The cargo flight landed in the Indian capital early Sunday morning with 28 tons of medical equipment on board including eight large capacity oxygen generators, intended to produce medical oxygen from ambient air for hospitals , said the French authorities in a press release.

This equipment can also fill bottles with a flow rate of 20,000 liters per hour, the statement added, each plant being able to continuously supply an Indian hospital with 250 beds without interruption for a dozen years.

These oxygen plants are to be delivered Sunday to eight Indian hospitals, six in Delhi, one in the state of Haryana (north) and one in the state of Telangana (center), at the request of the Indian authorities who have identified there needs.

According to the latest figures from the Ministry of Health on Saturday, New Delhi has recorded 27,000 new infections and 375 deaths in the past 24 hours.

This cargo also includes 28 respirators and 200 electric syringe pumps.

The vast country of 1.3 billion people has recorded nearly 400,000 new infections in the past 24 hours.

“India helped us last year in French hospitals, when the need for drugs was enormous. The French people remember it ”, declared Sunday Emmanuel Lenain, the French ambassador to India. “We wanted to show solidarity, now that the country is facing difficulties.”

India: 28 tons of French medical aid arrived in New Delhi

New Delhi authorities announced on Saturday the extension of the city’s confinement for a week.

Containment was originally scheduled to end on Monday, but the number of new cases continues to rise rapidly in the huge city of 20 million people.

With a positivity rate reaching almost 33% in coronavirus tests, experts believe the real numbers are much higher.

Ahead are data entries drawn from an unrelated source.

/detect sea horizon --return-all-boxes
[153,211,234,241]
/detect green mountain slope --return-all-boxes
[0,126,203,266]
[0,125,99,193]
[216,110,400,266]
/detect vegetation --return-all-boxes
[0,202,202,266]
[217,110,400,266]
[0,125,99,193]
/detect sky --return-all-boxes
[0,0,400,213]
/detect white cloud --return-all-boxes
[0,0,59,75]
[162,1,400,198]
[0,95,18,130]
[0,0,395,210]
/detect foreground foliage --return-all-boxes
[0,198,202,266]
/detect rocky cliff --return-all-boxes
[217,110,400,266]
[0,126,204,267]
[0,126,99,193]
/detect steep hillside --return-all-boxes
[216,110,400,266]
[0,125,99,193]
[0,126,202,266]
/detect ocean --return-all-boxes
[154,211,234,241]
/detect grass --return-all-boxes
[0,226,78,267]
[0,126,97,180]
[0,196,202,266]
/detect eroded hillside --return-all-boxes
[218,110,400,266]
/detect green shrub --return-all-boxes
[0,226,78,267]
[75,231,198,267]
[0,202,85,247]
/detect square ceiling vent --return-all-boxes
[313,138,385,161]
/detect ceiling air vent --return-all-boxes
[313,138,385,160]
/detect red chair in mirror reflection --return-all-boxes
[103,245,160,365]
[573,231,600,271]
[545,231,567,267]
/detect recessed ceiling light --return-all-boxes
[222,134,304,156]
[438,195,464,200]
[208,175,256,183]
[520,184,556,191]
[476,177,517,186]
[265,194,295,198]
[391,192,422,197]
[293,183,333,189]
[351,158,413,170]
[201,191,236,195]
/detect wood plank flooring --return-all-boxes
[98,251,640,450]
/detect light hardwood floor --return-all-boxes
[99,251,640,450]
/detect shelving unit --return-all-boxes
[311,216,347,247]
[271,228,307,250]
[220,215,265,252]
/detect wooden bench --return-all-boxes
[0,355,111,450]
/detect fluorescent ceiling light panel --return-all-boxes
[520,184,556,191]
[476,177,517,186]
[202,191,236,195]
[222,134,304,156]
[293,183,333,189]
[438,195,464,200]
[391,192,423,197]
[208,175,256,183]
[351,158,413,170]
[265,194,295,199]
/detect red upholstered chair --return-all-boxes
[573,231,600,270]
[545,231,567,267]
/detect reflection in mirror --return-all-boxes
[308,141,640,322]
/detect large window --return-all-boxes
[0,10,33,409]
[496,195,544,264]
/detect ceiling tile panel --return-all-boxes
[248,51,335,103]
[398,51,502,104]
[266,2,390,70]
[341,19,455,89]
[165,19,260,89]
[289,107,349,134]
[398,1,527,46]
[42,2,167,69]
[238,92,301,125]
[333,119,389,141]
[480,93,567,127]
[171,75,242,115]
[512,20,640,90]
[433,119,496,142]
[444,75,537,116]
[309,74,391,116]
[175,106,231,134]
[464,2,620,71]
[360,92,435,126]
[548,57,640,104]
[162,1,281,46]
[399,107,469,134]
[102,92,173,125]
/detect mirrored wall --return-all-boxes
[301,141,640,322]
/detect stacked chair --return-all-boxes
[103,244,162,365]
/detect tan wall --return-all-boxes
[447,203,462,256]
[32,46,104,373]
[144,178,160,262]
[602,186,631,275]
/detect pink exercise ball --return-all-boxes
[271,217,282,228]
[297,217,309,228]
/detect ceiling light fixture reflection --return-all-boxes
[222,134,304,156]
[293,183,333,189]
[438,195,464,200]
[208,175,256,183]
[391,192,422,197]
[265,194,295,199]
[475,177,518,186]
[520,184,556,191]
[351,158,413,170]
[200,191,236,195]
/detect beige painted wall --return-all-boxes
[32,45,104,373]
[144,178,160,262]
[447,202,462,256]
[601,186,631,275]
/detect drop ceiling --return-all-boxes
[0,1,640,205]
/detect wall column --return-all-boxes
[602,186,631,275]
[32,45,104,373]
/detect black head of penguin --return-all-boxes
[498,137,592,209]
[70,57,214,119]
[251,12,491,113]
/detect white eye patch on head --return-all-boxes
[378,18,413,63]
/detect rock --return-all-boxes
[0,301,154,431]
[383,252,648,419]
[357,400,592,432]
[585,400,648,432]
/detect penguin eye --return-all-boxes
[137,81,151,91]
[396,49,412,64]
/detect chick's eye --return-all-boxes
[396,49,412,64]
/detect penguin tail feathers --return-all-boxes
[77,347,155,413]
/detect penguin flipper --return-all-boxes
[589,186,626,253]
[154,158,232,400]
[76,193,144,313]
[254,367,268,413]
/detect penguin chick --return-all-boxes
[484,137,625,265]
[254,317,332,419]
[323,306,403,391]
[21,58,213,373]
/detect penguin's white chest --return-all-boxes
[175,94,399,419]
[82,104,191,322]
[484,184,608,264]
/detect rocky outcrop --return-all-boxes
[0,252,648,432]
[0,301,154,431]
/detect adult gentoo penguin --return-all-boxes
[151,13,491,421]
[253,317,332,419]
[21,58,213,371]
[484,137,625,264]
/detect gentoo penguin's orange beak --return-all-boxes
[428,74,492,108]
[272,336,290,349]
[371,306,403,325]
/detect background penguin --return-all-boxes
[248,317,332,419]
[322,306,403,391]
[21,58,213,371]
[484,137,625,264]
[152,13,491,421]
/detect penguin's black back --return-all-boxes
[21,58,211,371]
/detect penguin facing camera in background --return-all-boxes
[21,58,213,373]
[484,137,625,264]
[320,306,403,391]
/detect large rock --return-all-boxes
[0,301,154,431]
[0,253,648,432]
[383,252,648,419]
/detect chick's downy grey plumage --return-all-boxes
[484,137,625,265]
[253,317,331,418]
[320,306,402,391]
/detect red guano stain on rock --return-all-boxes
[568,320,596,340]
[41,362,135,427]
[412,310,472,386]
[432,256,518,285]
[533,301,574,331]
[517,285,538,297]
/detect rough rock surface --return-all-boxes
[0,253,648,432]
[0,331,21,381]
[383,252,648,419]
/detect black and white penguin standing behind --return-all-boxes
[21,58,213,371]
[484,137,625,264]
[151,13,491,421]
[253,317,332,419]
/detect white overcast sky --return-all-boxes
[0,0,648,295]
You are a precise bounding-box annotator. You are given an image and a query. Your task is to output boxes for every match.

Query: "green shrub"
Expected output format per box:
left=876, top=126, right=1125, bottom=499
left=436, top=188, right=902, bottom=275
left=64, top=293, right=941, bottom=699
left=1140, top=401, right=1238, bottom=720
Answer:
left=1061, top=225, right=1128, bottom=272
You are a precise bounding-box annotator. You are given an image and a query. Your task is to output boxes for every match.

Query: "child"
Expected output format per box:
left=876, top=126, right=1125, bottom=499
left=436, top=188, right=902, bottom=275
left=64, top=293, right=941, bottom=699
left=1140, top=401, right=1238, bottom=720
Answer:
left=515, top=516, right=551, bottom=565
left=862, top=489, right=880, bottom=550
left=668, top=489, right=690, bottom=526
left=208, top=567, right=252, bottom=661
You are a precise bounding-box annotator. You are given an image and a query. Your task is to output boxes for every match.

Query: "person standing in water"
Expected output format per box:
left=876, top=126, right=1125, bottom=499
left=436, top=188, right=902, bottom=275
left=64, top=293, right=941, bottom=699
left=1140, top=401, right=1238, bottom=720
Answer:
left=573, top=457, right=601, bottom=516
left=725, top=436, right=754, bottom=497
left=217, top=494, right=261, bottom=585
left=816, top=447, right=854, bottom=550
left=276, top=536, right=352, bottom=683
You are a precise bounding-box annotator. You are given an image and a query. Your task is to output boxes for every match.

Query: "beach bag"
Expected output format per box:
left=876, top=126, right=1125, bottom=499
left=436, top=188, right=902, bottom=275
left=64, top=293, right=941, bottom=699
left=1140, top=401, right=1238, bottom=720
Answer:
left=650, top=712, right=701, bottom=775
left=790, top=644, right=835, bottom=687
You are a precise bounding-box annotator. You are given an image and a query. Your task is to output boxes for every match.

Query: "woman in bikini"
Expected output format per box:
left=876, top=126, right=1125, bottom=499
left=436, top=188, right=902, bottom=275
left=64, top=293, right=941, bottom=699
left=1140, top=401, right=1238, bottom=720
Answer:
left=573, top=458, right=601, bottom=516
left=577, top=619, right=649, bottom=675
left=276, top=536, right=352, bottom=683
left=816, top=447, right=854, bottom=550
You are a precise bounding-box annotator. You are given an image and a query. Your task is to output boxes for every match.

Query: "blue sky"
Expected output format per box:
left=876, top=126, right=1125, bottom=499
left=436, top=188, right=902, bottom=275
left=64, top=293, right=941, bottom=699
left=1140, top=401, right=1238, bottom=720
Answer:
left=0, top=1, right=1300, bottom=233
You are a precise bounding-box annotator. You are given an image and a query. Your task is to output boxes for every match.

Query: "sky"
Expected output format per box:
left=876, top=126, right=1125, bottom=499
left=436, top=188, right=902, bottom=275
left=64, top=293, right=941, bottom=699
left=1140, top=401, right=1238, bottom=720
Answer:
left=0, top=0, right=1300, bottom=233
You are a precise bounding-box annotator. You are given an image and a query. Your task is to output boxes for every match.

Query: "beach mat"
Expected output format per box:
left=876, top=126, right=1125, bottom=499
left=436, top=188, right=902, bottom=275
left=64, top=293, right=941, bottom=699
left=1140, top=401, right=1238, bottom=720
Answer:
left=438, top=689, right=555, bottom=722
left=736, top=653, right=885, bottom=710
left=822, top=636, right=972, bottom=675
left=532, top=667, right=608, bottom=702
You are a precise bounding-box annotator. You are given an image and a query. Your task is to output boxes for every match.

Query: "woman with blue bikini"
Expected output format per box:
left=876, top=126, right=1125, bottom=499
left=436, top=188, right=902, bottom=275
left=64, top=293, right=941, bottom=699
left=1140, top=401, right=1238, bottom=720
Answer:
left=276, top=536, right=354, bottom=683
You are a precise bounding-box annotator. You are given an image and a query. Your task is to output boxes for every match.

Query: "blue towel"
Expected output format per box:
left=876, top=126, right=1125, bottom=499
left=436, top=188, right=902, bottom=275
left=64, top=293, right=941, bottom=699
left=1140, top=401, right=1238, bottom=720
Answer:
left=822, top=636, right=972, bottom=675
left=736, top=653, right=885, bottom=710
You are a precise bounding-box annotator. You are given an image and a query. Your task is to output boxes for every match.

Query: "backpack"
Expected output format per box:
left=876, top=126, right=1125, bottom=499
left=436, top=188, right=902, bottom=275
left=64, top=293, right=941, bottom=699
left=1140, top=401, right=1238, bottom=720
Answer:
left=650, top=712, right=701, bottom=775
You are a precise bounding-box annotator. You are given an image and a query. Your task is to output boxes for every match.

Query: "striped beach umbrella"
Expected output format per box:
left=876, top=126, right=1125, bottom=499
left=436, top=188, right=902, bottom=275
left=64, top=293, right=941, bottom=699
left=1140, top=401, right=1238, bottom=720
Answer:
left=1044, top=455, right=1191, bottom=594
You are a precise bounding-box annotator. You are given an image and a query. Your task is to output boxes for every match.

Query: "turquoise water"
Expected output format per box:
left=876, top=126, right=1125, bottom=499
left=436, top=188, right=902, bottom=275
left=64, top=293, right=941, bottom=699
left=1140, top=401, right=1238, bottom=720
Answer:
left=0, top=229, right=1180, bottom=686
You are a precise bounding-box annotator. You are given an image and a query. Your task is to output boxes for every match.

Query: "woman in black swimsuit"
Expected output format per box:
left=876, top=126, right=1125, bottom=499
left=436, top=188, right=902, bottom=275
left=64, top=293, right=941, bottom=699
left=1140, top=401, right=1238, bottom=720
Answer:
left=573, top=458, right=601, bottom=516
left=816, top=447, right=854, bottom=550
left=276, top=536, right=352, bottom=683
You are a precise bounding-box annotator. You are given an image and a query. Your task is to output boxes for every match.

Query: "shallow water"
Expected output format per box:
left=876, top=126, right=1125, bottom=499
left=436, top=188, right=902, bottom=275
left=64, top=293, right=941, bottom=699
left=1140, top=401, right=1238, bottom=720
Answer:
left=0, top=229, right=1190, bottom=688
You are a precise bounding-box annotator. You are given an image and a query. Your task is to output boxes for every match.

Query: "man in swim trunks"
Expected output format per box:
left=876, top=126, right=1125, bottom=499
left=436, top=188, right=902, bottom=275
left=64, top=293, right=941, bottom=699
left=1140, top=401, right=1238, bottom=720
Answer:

Hospitals in the city are inundated with sick people, leading to shortages of beds, medicines and oxygen with often fatal consequences for many people, who die in front of establishments without being able to be treated.

Most of New Delhi’s cemeteries are now full and many crematoriums are in continuous operation, with the influx of deaths sometimes forcing bodies to be cremated on vacant lots or parking lots.

In April, the city recorded more than 7 million new coronavirus infections.